Using the “liquidity risk screen”, out popped two names: Spain and Italy. They popped out because their market takings are so large and everyone’s exposures are so large. Reductions in investor and counterparty concentration limits would push these names out of the bond market (since everyone was at their limits already).

So now Italy and Spain no longer trade as double-A western Europeans; instead they trade as BB “special situations”. Investment grade portfolio managers are selling them in anticipation of the inevitable downgrades into junkland.

So, thanks to the miracle of market discipline, we are now looking at defaults by Greece, Italy, Spain and Portugal. Isn’t market discipline a wonderful thing?

During the the Depression, the secretary of the Treasury, Andrew Mellon,  advised the president, Herbert Hoover:
Liquidate labor, liquidate stocks, liquidate farmers, liquidate real estate. It will purge the rottenness out of the system. High costs of living and high living will come down. People will work harder, live a more moral life. Values will be adjusted, and enterprising people will pick up from less competent people. (Herbert Hoover, Memoirs)
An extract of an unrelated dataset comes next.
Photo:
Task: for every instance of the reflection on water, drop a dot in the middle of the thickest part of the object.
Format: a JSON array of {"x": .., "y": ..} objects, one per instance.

The Mellon Experiment lasted four long years (1930-33), and was an economic disaster on a scale that beggars the imagination. We are about to watch as Mr. Mellon’s experiment is tested once again, this time in Europe. Will it be more successful there? Will it help people to work harder and live more moral lives? Will the fragile political institutions of southern survive what they were unable to survive the last time?

The deus ex machina for the US in the Depression was the replacement in 1933 of the deflationist Hoover team with the inflationist Roosevelt team, which took the US off gold and flooded the economy with dollars. Europe has no Roosevelt in the wings, only Mario Draghi.